In 1802, Young postulated the existence of three types of photoreceptors in the eye, with different but overlapping response to different wavelengths of visible light.

Hermann von Helmholtz developed the theory further in 1850: that the three types of cone cell in humans could be classified as short-preferring (violet), middle-preferring (green), and long-preferring (red), according to their response to the wavelengths of light striking the retina. The relative strengths of the signals detected by the three types of cones are interpreted by the brain as a visible color.

For instance, yellow light uses different proportions of red and green, but little blue, so any hue depends on a mix of all three cones, for example, a strong red-sensitive, medium green-sensitive, and low blue-sensitive. Moreover, the intensity of colors can be changed without changing their hues, since intensity depends on the frequency of discharge to the brain, as a blue-green can be brightened but retain the same hue. The system is not perfect, as it does not distinguish yellow from a red-green mixture, but can powerfully detect subtle environmental changes.
In 1857, James Clerk Maxwell used the recently developed linear algebra to offer a mathematical proof of the Young–Helmholtz theory.

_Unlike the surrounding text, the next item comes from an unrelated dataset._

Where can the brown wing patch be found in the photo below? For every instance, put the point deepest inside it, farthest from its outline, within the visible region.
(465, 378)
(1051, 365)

=== Experimental validation ===
The existence of cells sensitive to three different wavelength ranges (most sensitive to yellowish green, cyanish-green, and blue – not red, green and blue) was first shown in 1956 by Gunnar Svaetichin. In 1983 it was validated in human retinas in an experiment by Herbert Dartnall, James Bowmaker, and John Mollon, who obtained microspectrophotopic readings of single eye cone cells. Earlier evidence for the theory had been obtained by looking at light reflected from the retinas of living humans, and absorption of light by retinal cells removed from corpses.